# Warning Sign for Bicycle Rack?



## brendan (May 9, 2005)

We are off to Brittany next week. Do we need red / white diagonal stripe thing for bikes on back of camper? unable to track one down in Chichester area, Marquise in Southampton possibly. Is it legal requirement or can I pick one up easily in France?
Grateful for advice on this.
Brendan


----------



## BERTHA (May 21, 2005)

I believe they are a requirement both here and abroad.

Towsure in Southampton has does Hants and Dorset in Waterloville

The ones I have seen are plastic although I do believe you can get a metal type

Regards
Hugh


----------



## 95853 (Jul 25, 2005)

I got a plastic one from riversway leisure (online shop) about a fiver plus p&p.


----------



## nukeadmin (Oct 10, 2003)

They are by Fiamma and are sold on Outdoor Bits

Aluminium Version
http://www.outdoorbits.com/product_info.php/cPath/5_29/products_id/163

Plastic Version
http://www.outdoorbits.com/product_info.php/cPath/5_29/products_id/162


----------



## Boff (May 10, 2005)

Hi Brendan,

if you mean these red-white reflecting warning panels: They are only required in Italy and Spain, not in France.
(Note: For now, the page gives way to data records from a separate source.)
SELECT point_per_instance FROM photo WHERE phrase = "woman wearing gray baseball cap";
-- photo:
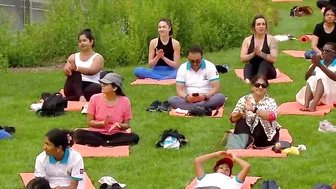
(108, 116)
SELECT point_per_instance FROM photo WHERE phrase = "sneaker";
(326, 126)
(164, 107)
(154, 106)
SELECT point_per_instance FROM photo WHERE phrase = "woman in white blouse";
(255, 114)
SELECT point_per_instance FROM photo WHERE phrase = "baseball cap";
(112, 78)
(322, 186)
(225, 160)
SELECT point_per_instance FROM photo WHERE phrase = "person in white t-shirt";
(197, 84)
(83, 70)
(62, 166)
(221, 178)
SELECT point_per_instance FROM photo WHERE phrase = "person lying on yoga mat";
(83, 70)
(324, 32)
(108, 116)
(321, 80)
(164, 55)
(222, 171)
(323, 4)
(62, 166)
(197, 84)
(255, 114)
(259, 51)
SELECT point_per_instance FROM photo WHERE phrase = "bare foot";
(82, 99)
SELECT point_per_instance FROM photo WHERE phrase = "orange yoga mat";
(268, 152)
(306, 38)
(87, 151)
(26, 177)
(153, 82)
(248, 183)
(218, 115)
(281, 77)
(293, 108)
(295, 53)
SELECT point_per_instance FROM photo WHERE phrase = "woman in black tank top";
(164, 55)
(259, 51)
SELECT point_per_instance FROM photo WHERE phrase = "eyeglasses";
(259, 84)
(327, 50)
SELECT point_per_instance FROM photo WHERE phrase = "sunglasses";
(259, 84)
(328, 50)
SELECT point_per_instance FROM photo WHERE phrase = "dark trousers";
(259, 135)
(265, 68)
(85, 137)
(322, 3)
(74, 87)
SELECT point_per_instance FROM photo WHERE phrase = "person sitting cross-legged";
(197, 84)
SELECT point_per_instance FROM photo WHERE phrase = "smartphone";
(195, 94)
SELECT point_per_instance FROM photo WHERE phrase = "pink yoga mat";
(218, 115)
(281, 77)
(295, 53)
(293, 108)
(153, 82)
(26, 177)
(248, 183)
(268, 152)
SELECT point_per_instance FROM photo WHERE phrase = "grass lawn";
(148, 167)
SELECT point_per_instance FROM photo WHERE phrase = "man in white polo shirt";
(197, 83)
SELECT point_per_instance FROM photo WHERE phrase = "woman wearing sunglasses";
(255, 114)
(321, 80)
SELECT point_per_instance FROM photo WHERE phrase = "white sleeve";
(77, 172)
(40, 170)
(180, 77)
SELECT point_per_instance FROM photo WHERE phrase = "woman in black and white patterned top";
(255, 114)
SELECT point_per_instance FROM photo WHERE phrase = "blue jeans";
(157, 72)
(309, 54)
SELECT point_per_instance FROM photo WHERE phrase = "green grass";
(148, 167)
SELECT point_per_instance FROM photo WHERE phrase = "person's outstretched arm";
(245, 168)
(198, 162)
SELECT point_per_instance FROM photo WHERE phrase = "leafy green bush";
(124, 28)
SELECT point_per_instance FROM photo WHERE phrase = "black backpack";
(269, 184)
(174, 133)
(53, 105)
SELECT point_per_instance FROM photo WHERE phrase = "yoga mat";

Different models for Italy and Spain, however, though it is said that the Italians tolerate the Spanish model, but not vice versa.

Best Regards,
Gerhard


----------



## rickwiggans (May 10, 2006)

I have to confess I didn't realise there were differrent types. How do they differ, and which is which? I have the "standard" Fiamma one - is that "Spanish" or "Italian"?

Thanks


----------



## Grizzly (May 9, 2005)

Interesting Boff. I'd no idea there were different ones - Fiamma seems to have got the market sewn up all over Europe. We've not had any complaints in either Italy or Spain. There does seem to be some question as to which way is up on them however !

They might not be a legal requirement elswhere but they do have the effect of stopping pedestrians walking into your bike rack and car drivers parking too close so we use one in UK as well.

G


----------



## Boff (May 10, 2005)

Grizzly said:


> Interesting Boff. I'd no idea there were different ones - Fiamma seems to have got the market sewn up all over Europe. We've not had any complaints in either Italy or Spain. There does seem to be some question as to which way is up on them however !


Hi again,

sorry, I made a mistake above: It seems that the Italians are more tolerant than the Spaniards. Will edit it.

Basically the difference is: Italy requires only a _metallic_ panel, while Spain explicitly requires them to be made from _aluminium_! 8O  :evil:

However: Practically all the panels that are on the market now are made from aluminium (which is a metal IIRC :wink: ), so should provide no problem in neither country. Only the plastic panels which were legal in Italy until some years ago are now still _tolerated_ in Italy but not in Spain.

Best Regards,
Gerhard


----------



## rickwiggans (May 10, 2006)

The answer to which way is up, is that technically, the stripes are supposed to slope downwards to the offside of the vehicle, so when driving on the right, the Fiamma logo is at the top, and when driving on the left, the fiamma logo goes on one side. No doubt there is an office somewhere in Brussels dedicated to the Stripe Police!!


----------



## brendan (May 9, 2005)

*Warning Sign*

Many thanks, ordered from outdoor bits Thursday, delivered today - Friday. Great service!
Brendan


----------



## b6x (Feb 26, 2007)

Just to confirm.... these are not a legal requirement for *France*? Off there in a couple of days and only just found out about these 8O


----------



## Boff (May 10, 2005)

b6x said:


> Just to confirm.... these are not a legal requirement for *France*?


Nope!

Best Regards,
Gerhard


----------



## b6x (Feb 26, 2007)

phew! thanks alot for the reply!

Regards,
Steve


----------